I had been wondering, for quite some number of years now.

Then, just a couple of weeks ago, Baby O’Brien remembered how to breathe before our eyes. Uncle Gary prayed and within minutes, his entire respiratory status was transformed. Like an actual miracle that has absolutely no medical explanation. When I came in for my day shift the morning after and saw what had happened, I made the night nurse explain it to me three times before I would believe. (It’s funny how shocked we can be when things we pray for actually happen)

Just days later, I was taking care of Marius, our other in-and-out-of-the-ICU-baby, on trial number two of what seemed to be at the time, “the case of the trach that refused to be removed”. Forty-five minutes into the decanulation trial and the little baby in front of us continued to breathe at about 80/minute (for those non-NICU types….that is too fast), wheezing and indrawing like a champ.

Maybe it was because we had done everything we could think of and we had no other nursing tricks up our sleeves. Maybe it was because Marius has the most beautiful, huge, dark eyes that pierce your soul and compel you to do something more supernatural than you are capable of in your own humanness. Or maybe it was because my faith in praying for miraculous healing had just recently been restored.

Whatever the reason, I decided I should pray. Normally, I would have said “God already knows our desire in this situation, what difference does it make if I say it?” Or I might have thought “There are too many more important things to get done right now”. But instead, in this case, I layed my hands on his chest, closed my eyes to the monitor flashing much less-than-impressive numbers, and I prayed to my Saviour. I thanked him for allowing me the opportunity to care for His child. I told him that I believed that He was the only one who had the power to heal Marius. And, I told him that we would accept His will for Marius’ life in this situation.

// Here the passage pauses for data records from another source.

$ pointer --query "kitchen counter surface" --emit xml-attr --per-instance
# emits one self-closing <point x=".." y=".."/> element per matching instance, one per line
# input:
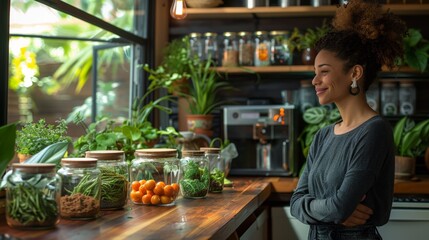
<point x="217" y="216"/>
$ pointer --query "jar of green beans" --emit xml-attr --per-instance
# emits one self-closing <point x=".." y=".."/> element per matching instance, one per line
<point x="32" y="196"/>
<point x="81" y="188"/>
<point x="114" y="177"/>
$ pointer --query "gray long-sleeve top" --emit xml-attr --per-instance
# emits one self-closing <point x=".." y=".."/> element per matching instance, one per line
<point x="341" y="169"/>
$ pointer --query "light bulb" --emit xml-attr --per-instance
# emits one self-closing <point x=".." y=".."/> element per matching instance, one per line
<point x="178" y="9"/>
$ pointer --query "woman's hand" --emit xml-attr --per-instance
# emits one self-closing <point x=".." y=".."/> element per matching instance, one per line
<point x="359" y="215"/>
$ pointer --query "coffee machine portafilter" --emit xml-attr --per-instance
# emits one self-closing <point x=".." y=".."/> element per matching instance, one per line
<point x="264" y="136"/>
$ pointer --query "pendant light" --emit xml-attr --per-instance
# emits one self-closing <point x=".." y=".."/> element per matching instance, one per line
<point x="178" y="9"/>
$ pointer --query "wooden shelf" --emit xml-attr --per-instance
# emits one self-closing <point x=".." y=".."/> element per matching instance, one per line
<point x="292" y="69"/>
<point x="293" y="11"/>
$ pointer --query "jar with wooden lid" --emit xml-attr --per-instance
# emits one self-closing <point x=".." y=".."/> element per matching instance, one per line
<point x="154" y="177"/>
<point x="195" y="171"/>
<point x="114" y="177"/>
<point x="32" y="196"/>
<point x="217" y="168"/>
<point x="81" y="189"/>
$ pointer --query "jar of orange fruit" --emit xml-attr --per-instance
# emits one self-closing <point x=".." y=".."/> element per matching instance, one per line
<point x="154" y="176"/>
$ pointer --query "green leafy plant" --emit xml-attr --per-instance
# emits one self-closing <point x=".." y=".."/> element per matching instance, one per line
<point x="411" y="139"/>
<point x="7" y="142"/>
<point x="35" y="136"/>
<point x="416" y="50"/>
<point x="204" y="88"/>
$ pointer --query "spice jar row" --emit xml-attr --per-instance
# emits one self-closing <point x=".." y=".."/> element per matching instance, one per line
<point x="260" y="48"/>
<point x="38" y="196"/>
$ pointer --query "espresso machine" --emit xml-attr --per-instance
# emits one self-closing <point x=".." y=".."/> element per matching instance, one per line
<point x="264" y="136"/>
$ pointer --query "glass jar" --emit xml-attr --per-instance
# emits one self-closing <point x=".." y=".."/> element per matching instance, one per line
<point x="217" y="169"/>
<point x="194" y="168"/>
<point x="81" y="190"/>
<point x="280" y="52"/>
<point x="114" y="177"/>
<point x="32" y="196"/>
<point x="154" y="177"/>
<point x="196" y="45"/>
<point x="211" y="47"/>
<point x="246" y="49"/>
<point x="230" y="50"/>
<point x="262" y="49"/>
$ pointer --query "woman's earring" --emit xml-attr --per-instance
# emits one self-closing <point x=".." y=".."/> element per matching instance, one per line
<point x="354" y="88"/>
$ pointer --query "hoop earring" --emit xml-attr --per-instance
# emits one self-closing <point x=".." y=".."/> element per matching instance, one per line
<point x="354" y="88"/>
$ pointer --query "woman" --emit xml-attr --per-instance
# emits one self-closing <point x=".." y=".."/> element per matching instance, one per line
<point x="346" y="189"/>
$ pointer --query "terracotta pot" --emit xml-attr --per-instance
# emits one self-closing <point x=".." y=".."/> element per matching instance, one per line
<point x="405" y="167"/>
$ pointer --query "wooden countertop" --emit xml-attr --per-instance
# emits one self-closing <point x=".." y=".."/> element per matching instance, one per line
<point x="215" y="217"/>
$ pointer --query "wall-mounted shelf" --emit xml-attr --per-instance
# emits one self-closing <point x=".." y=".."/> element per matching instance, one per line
<point x="293" y="11"/>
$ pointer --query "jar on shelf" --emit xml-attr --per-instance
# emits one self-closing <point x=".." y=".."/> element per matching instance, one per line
<point x="211" y="47"/>
<point x="81" y="189"/>
<point x="32" y="196"/>
<point x="407" y="98"/>
<point x="154" y="177"/>
<point x="230" y="50"/>
<point x="217" y="168"/>
<point x="114" y="177"/>
<point x="196" y="45"/>
<point x="280" y="50"/>
<point x="195" y="171"/>
<point x="262" y="49"/>
<point x="246" y="49"/>
<point x="389" y="98"/>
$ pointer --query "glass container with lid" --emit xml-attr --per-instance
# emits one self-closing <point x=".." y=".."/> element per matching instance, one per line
<point x="217" y="168"/>
<point x="81" y="189"/>
<point x="32" y="196"/>
<point x="154" y="177"/>
<point x="114" y="177"/>
<point x="195" y="171"/>
<point x="262" y="49"/>
<point x="230" y="50"/>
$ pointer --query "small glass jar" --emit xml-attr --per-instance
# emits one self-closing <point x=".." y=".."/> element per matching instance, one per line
<point x="196" y="45"/>
<point x="114" y="177"/>
<point x="230" y="50"/>
<point x="211" y="47"/>
<point x="262" y="49"/>
<point x="217" y="169"/>
<point x="280" y="52"/>
<point x="154" y="177"/>
<point x="195" y="171"/>
<point x="81" y="189"/>
<point x="32" y="196"/>
<point x="246" y="49"/>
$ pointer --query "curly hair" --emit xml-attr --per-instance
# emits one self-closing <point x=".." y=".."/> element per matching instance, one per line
<point x="363" y="34"/>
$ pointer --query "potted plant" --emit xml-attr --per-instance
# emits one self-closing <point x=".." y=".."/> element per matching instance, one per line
<point x="35" y="136"/>
<point x="308" y="39"/>
<point x="202" y="98"/>
<point x="411" y="140"/>
<point x="315" y="119"/>
<point x="416" y="50"/>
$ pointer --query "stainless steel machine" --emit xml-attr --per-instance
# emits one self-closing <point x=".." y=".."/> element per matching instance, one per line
<point x="265" y="137"/>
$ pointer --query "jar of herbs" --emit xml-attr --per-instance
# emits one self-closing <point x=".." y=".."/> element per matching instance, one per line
<point x="262" y="49"/>
<point x="195" y="171"/>
<point x="280" y="49"/>
<point x="217" y="168"/>
<point x="32" y="196"/>
<point x="114" y="177"/>
<point x="81" y="189"/>
<point x="154" y="177"/>
<point x="230" y="50"/>
<point x="246" y="49"/>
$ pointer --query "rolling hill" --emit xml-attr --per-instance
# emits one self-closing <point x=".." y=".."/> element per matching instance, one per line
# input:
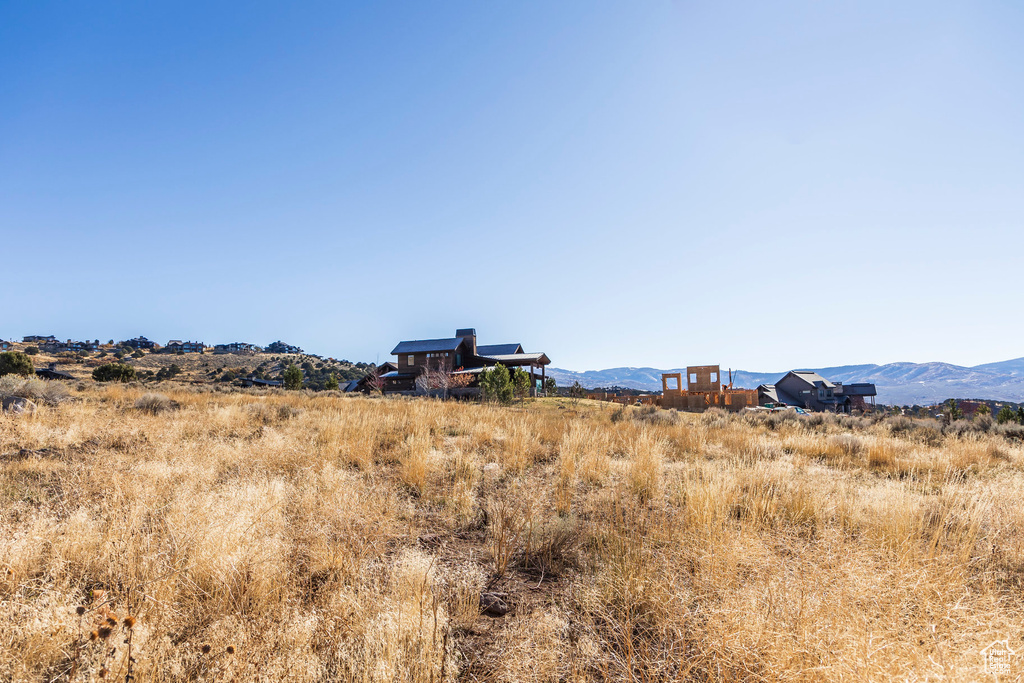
<point x="901" y="383"/>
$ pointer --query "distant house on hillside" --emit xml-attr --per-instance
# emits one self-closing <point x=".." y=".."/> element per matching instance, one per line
<point x="178" y="346"/>
<point x="238" y="347"/>
<point x="363" y="384"/>
<point x="281" y="347"/>
<point x="51" y="373"/>
<point x="462" y="355"/>
<point x="803" y="388"/>
<point x="138" y="343"/>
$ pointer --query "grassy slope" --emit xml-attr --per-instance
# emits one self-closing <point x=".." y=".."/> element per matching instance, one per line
<point x="349" y="539"/>
<point x="195" y="367"/>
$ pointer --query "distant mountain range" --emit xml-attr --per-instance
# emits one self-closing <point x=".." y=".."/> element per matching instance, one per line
<point x="898" y="383"/>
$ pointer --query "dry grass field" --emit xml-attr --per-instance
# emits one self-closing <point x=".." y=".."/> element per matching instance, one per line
<point x="238" y="537"/>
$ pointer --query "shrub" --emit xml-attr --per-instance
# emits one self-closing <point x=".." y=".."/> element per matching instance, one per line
<point x="114" y="372"/>
<point x="899" y="425"/>
<point x="13" y="363"/>
<point x="293" y="377"/>
<point x="1006" y="415"/>
<point x="655" y="416"/>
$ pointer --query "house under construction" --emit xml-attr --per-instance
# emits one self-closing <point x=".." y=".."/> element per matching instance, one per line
<point x="704" y="390"/>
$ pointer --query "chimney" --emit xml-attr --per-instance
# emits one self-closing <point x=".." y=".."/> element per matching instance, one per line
<point x="469" y="334"/>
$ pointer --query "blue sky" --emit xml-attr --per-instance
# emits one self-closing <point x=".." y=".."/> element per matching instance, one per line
<point x="763" y="185"/>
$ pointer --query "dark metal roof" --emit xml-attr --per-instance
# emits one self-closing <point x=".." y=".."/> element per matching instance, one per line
<point x="48" y="374"/>
<point x="499" y="349"/>
<point x="812" y="378"/>
<point x="427" y="345"/>
<point x="519" y="358"/>
<point x="859" y="389"/>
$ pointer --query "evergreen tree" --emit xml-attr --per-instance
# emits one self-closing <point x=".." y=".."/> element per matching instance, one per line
<point x="520" y="384"/>
<point x="1006" y="415"/>
<point x="496" y="384"/>
<point x="952" y="411"/>
<point x="577" y="392"/>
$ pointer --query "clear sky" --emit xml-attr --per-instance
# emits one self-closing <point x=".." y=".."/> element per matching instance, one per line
<point x="763" y="185"/>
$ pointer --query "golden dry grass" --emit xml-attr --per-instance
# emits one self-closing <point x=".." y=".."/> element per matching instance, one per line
<point x="289" y="537"/>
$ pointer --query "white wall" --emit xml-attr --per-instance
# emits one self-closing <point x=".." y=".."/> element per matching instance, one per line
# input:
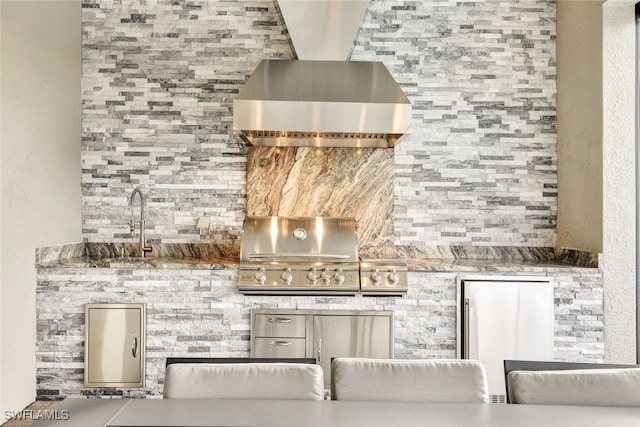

That morning, the miracle didn’t happen instantly. Marius lasted 12 hours without his trach, and then needed it for a couple more days before he was able to be decanulated for good. But, within a couple more days, he stopped requiring any oxygen whatsoever. And, just a few days after that, a repaired-lip, fat-cheeked, beautiful baby Marius returned to the ward in a triumphant celebration of hope and healing.

And, I think I am starting to understand why our faith and outward expression of faith is so crucial. Because I know God could have healed Marius without me. He didn’t need me to stand there and pray. But, if I hadn’t, I wouldn’t have had tears in my eyes when I saw him become whole again. I wouldn’t have had the opportunity to be a part of it. And, if that were the case, then I would have denied Him the opportunity to change my life through changing Marius’.

Tomorrow... I'm gonna do a part 2 on the everyday miraculous about roles that we can/should play in the miracle process.

How do you react to talk of the miraculous?

1 comment:

preacherlady said...

The miraculous happens, there's no doubt about it, and when we are the ones who have done the praying, we know just how big God is and how it has nothing to do with us other than the fact that we gave our hands and hearts for God to use. If we ever decide to ask why...why one gets healed and another doesn't...we could drive ourselves silly. Years ago, a teacher told me my job was to lay hands and pray. Period. The outcome was up to God and was none of my business.